There are several dedicated cycling trails that do not allow pedestrians. One area is designated for children on bicycles.
Alternatively, you can just look around you and see what is taking place on that day. You might observe bubble-making performances, DJs spinning the latest tunes, dance troupes, theater actors, martial artists, jugglers, or live musicians. Performances may take place at the event stage or throughout the park. The entire forested area of the park can be viewed from an observation deck.
If visiting in spring, you can view the park’s cherry trees in bloom. If in fall, check out the vibrantly colored ginkgo tree grove.
Meiji Jingu Shrine
Meiji Jingu Shrine can easily be reached by crossing the bridge from Harajuku Station to the park. The shrine was established in 1920 and honors Emperor Meiji, who ruled until his death in 1912.
The shrine grounds consist of about a square kilometer of inner and outer gardens. The shrine itself is located within the inner gardens. During World War II, the main shrine building was destroyed by bombing. The current building replaced it in 1958.
The shrine building complex includes a restaurant, food court, museum, and souvenir shop.

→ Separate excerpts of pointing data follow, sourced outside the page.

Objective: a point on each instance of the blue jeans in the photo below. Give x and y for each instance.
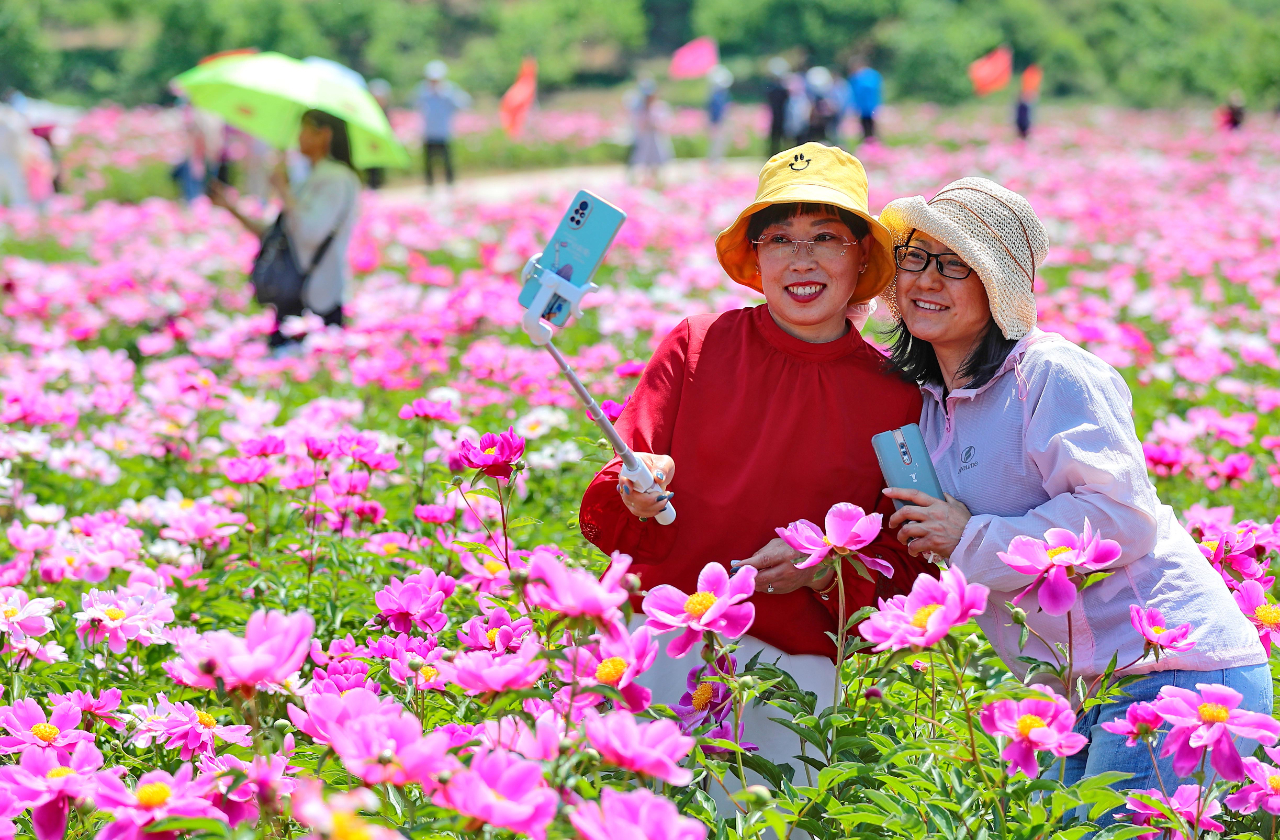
(1107, 752)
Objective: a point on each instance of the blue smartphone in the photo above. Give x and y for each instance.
(575, 250)
(905, 461)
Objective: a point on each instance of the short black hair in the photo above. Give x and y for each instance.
(775, 213)
(339, 147)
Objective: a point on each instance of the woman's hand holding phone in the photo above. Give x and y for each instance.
(649, 505)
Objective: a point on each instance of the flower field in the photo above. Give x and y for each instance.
(342, 594)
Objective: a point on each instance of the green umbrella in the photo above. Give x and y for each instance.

Hours vary throughout the year, but the shrine is generally open between 6 am and 4 pm, and the admission is also free. You can expect to spend one to two hours exploring Meiji Jingu.
Events in Yoyogi Park
What types of events can you expect to experience in Yoyogi Park? On Sunday afternoons, for example, the Tokyo Rockabilly Club takes over the plaza near the park’s entrance. They demonstrate 1950s American Hollywood culture through their clothing, rock and roll and country music, and dance performances.
International events allow a glimpse of other cultures. The popular Thai Festival takes place several times per year, featuring Thai food and music. In April each year, there is a Cambodian festival, and Jamaican and Okinawan festivals in May. July sees a Brazilian Day and an Indonesian Festival, and a Latin American and Caribbean Festival in August. Sri Lankan, Indian, and Vietnamese festivals are held in September.
Cinco de Mayo, St. Patrick’s Day, Outdoor Day, Earth Day, and many others are also celebrated at the park. Music festivals, flea markets, and food festivals are common. Almost every weekend, some event is booked at Yoyogi Park!